Efforts that we'll engage in on our own and together in the days to come include the following:
  • More Research: 
    • Listen to Angela Watson podcast related to effective teaching of black boys:
    • Read Between the World and Me by Ta-Nehisi Coates and embed Coates' insights into the teaching/learning program.
    • Use this article as a guide.
Culturally Proficient Teaching Leads to Equity
Classroom Efforts that will support this goal. 
  • Plan and attend special meetings for parents, new students and students who are distanced geographically from the school including extra-help sessions before and after school.

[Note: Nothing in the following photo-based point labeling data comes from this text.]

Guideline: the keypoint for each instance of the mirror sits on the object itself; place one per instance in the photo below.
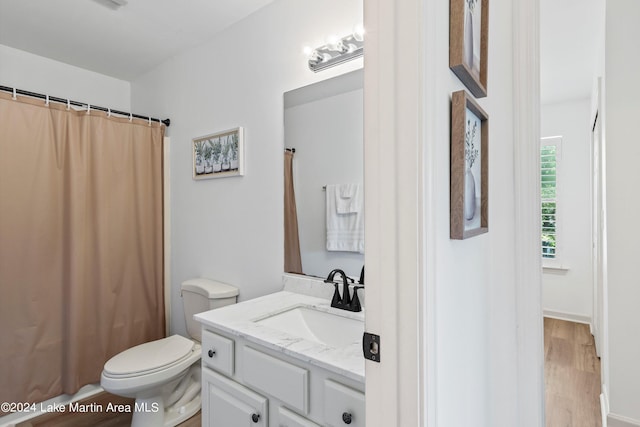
(324, 123)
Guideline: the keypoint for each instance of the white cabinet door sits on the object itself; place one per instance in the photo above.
(226, 403)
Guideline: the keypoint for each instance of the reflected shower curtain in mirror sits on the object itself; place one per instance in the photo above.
(292, 261)
(81, 244)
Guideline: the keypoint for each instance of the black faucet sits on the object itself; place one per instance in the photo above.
(345, 302)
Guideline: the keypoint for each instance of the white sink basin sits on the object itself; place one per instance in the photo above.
(318, 326)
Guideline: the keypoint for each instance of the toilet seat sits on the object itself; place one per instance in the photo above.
(149, 357)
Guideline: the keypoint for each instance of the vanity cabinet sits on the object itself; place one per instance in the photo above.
(226, 403)
(245, 384)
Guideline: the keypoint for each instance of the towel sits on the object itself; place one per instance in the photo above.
(348, 198)
(345, 231)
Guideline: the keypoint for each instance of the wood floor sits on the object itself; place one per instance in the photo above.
(96, 418)
(572, 375)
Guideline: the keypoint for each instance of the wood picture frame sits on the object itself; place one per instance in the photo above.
(469, 198)
(218, 155)
(468, 43)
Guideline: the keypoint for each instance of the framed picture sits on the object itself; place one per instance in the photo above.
(219, 155)
(469, 168)
(468, 43)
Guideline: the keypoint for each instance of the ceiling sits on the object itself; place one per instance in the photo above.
(126, 42)
(570, 35)
(120, 42)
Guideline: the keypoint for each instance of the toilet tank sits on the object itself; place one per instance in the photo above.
(199, 295)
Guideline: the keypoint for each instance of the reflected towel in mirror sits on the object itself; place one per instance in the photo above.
(345, 218)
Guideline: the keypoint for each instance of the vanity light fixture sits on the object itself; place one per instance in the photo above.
(337, 51)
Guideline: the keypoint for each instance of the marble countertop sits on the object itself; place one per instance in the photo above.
(239, 320)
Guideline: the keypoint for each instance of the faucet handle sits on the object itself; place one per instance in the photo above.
(354, 304)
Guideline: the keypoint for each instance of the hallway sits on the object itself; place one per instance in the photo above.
(572, 375)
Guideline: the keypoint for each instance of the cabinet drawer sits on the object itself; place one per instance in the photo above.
(217, 352)
(342, 404)
(282, 380)
(286, 418)
(226, 403)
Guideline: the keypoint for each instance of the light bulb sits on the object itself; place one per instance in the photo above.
(358, 32)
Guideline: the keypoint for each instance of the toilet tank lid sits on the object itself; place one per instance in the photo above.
(208, 288)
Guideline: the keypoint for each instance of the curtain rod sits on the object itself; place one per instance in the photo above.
(166, 122)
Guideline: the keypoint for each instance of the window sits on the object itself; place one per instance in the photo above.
(549, 162)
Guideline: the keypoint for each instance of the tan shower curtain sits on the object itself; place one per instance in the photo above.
(292, 261)
(81, 263)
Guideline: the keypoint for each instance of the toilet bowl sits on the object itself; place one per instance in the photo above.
(164, 375)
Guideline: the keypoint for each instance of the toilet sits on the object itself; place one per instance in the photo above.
(164, 375)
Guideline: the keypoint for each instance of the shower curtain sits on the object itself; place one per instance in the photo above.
(81, 244)
(292, 260)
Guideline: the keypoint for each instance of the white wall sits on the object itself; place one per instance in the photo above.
(622, 109)
(476, 348)
(232, 229)
(34, 73)
(327, 133)
(569, 292)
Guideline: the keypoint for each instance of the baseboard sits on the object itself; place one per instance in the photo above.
(571, 317)
(614, 420)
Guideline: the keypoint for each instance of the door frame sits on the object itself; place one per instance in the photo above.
(400, 255)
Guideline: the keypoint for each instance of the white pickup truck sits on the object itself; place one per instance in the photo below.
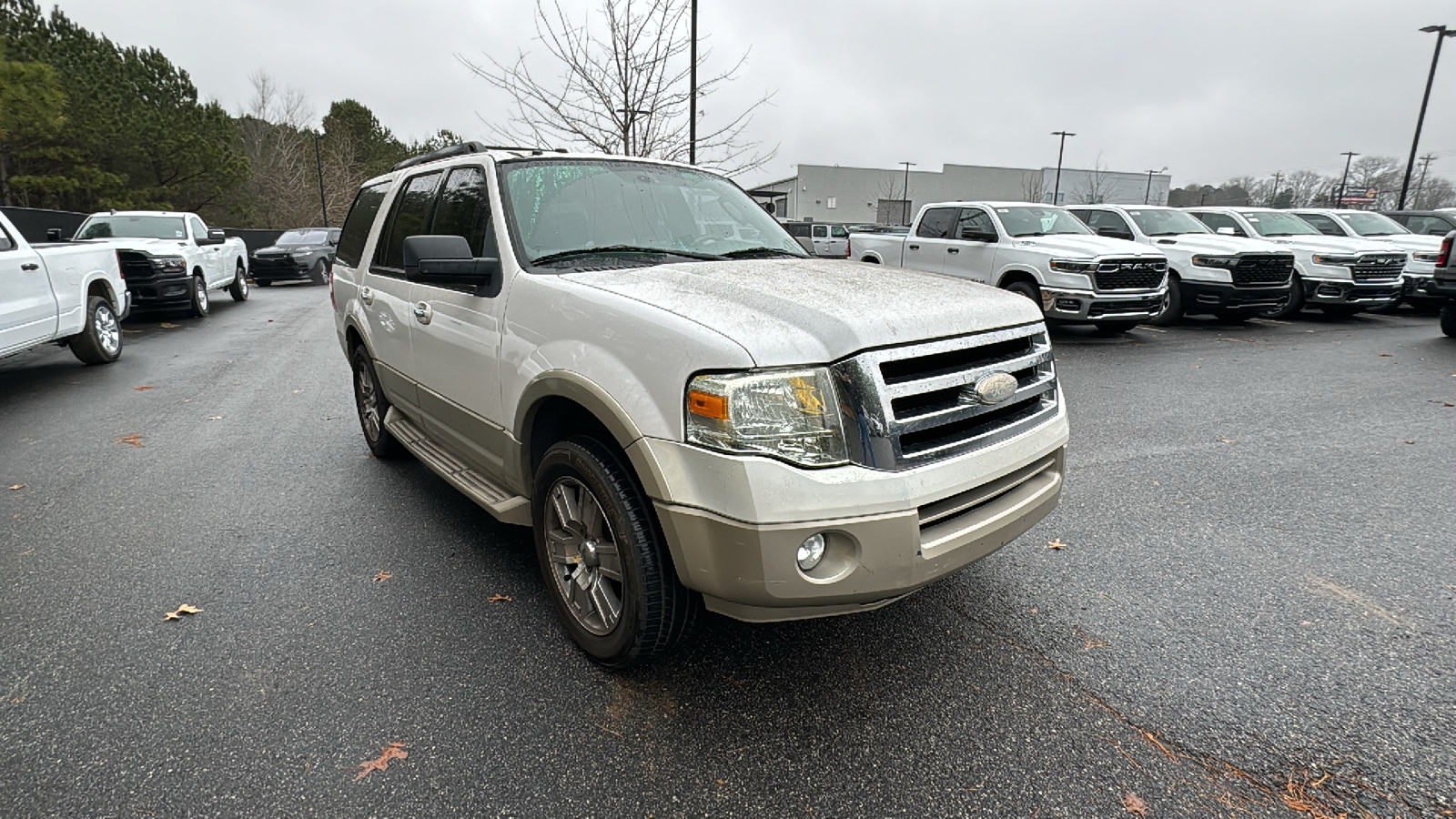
(1339, 276)
(171, 259)
(1227, 276)
(1040, 251)
(70, 295)
(688, 416)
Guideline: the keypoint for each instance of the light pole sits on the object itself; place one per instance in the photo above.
(905, 207)
(1349, 155)
(318, 162)
(1056, 187)
(1420, 120)
(1149, 191)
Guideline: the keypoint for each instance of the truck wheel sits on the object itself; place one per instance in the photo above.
(200, 303)
(603, 557)
(239, 288)
(1449, 319)
(99, 343)
(1172, 305)
(371, 404)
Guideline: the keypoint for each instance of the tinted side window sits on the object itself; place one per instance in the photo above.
(410, 217)
(465, 210)
(357, 223)
(936, 223)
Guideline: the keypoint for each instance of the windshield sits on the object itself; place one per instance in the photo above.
(1167, 222)
(1372, 223)
(562, 206)
(133, 228)
(303, 238)
(1040, 222)
(1276, 223)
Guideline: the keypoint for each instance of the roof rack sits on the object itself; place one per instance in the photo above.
(466, 147)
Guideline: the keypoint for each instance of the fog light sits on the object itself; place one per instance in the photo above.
(812, 551)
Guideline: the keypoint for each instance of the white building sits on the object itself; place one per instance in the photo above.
(868, 196)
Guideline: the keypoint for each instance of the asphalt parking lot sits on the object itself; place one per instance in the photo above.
(1252, 611)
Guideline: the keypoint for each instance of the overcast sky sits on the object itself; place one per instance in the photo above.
(1212, 89)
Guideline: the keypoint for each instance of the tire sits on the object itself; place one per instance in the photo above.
(99, 341)
(1172, 307)
(1449, 319)
(239, 288)
(200, 302)
(579, 551)
(373, 405)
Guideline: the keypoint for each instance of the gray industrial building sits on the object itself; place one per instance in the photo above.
(877, 196)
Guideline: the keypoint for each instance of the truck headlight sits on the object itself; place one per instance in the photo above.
(786, 414)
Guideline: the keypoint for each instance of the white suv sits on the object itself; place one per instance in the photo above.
(686, 416)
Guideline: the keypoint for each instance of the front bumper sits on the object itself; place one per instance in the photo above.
(887, 533)
(1088, 305)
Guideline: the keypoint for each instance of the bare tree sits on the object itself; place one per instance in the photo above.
(618, 82)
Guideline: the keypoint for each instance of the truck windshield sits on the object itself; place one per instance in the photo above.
(1276, 223)
(567, 207)
(1167, 222)
(1038, 220)
(133, 228)
(1372, 223)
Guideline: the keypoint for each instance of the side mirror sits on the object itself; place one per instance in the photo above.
(449, 261)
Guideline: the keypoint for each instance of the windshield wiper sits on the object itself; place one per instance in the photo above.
(550, 258)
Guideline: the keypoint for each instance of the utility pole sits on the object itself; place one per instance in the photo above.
(1056, 187)
(692, 91)
(318, 162)
(1420, 120)
(1349, 155)
(905, 206)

  • Plan and implement culturally proficient learning/identity activities throughout the year to build relationships, team, belonging, and success for all students including the following events:
    • Visit Harvard Peabody Museum to learn about the ancient culture of Mayans, and creation of culture flags to build identity and respect for individual and collective culture. 
    • In the Heights play attendance and related teaching/learning with regard to geography, privilege, power, and perspective. 
  • Specific attention throughout the year to teaching in ways that invite all children to belong to the teaching/learning community. Using Emdin's research as a guide.
  • Continue to plan a number of informal and formal reflections/assessments to understand what students need to inform the teaching/learning program.
  • Stay in regular contact with families through newsletters, the website, emails, phone calls, and meetings to build the capacity of the teaching/learning team with the goal of successfully welcoming every child and building his/her holistic success related to the learning/teaching program.
Fortunately our shared teaching model at fifth grade allows me the time and space to focus in on these goals with depth and purpose. I'm sure as time moves along, I'll use this blog post to collect evidence and guide my practice with respect to these goals. I like this ongoing way of working with goals in actionable ways. I'll add the link to this post to my ePortfolio for ready reference and updating.  In the meantime, let me know if you have anything to add.